When Mickey Met Spidey
- Monday, September 21, 2009
Clashing corporate cultures: We're talking two unique pop culture universes of course. The Magic Kingdom, the House of Mouse vs. what was long ago called the House of Ideas, Marvel's self-praising name for its history of innovation in comic book storytelling. Disney buying the major US comic book company isn't the same as Time Warner's long ownership of DC Comics. Time Warner doesn't evoke a pantheon of beloved characters in family-friendly entertainment, unless you consider film's Golden Age of Bogart and Bacall to compete with Superman and Wonder Woman. In fact, many have wondered why Warners hasn't exploited DC's big roster of comic book characters (Batman is the only recent success story) nearly as well as Marvel, who have licensed their characters to numerous studios as well as producing their own successful films Iron Man and The Incredible Hulk. The link above leads to descriptions of Disney's willingness to foster development of film adaptations both in-house and in other studios.The other issue of clashing corporate cultures involves speculation about the overlapping of Disney and Marvel stories and characters. Will the Hulk appear in Disney Adventures magazine? Is that even under consideration? Or will Disney's wholesome family image lead it to tame some of Marvel's more violent (The Punisher) and sexy (Spiderwoman and many others) characters? If you've ever watched some programming of the inaptly named ABC Family Channel, for years a Disney holding, you know that the company long ago allowed for niche marketing that looks nothing like the safe havens of Disney's world. So, the reasoning goes, Disney didn't buy Marvel to conform it to their own image, but because it represented a great opportunity to increase their revenue through diversified product exploitation, a point recognized by journalist and comics reviewer Don MacPherson.

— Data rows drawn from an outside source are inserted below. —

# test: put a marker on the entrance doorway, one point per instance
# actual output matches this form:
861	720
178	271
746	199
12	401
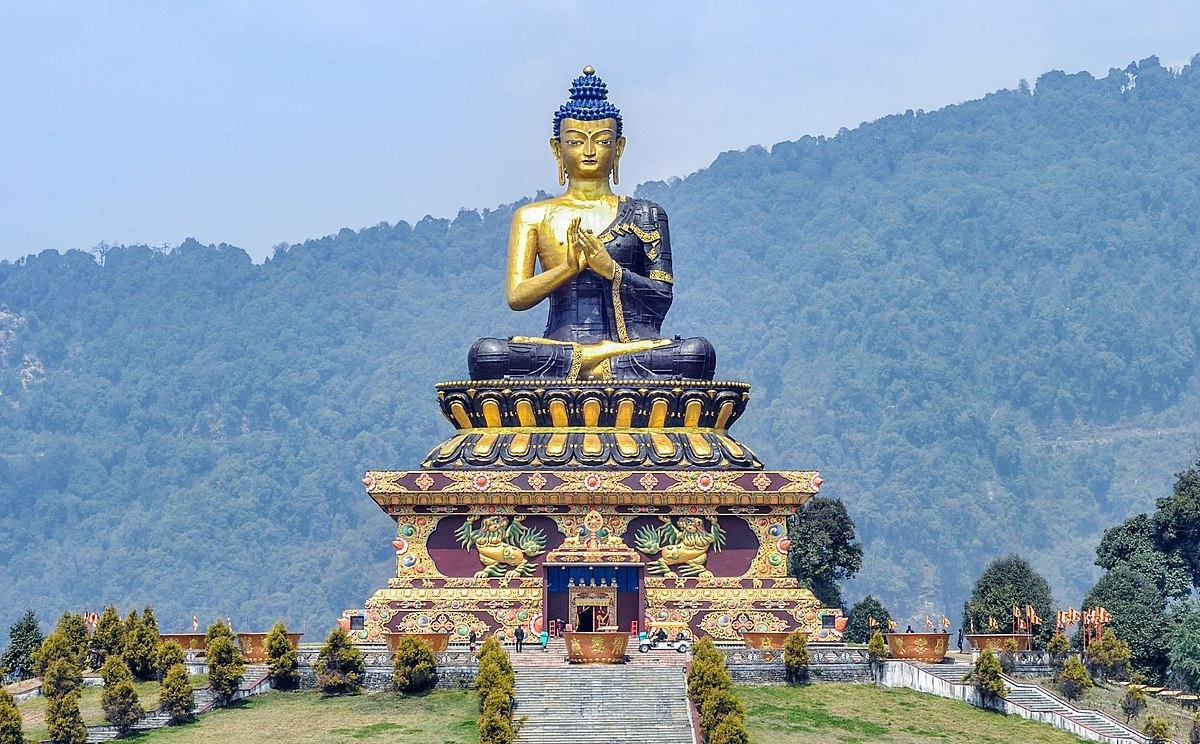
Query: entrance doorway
594	598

More Disney Comics? This is a logical question for those comics readers of legacy characters Mickey Mouse, Donald Duck and especially Carl Barks' Uncle Scrooge. Barks' created the miserly multi-billionaire in the comics long before he appeared in cartoons and along with Donald Duck, has become something of a cult figure internationally, where Disney comics far outsell what superhero titles make in the US. For the last decade, the license to publish Disney characters have been bounced from one publisher to another. Currently, Boom! Studios, a new publisher, has the rights to several Disney characters and have published several titles with Pixar characters including The Incredibles, Toy Story, Cars, and another Disney acquisition, The Muppets. It would seem logical to let the rights revert back to Disney when the current agreement expires and let Marvel oversee their publication. I have never understood why Disney hasn't promoted their Duck stories more in this country since they've proven so strong overseas so I hope we see them treated better at last.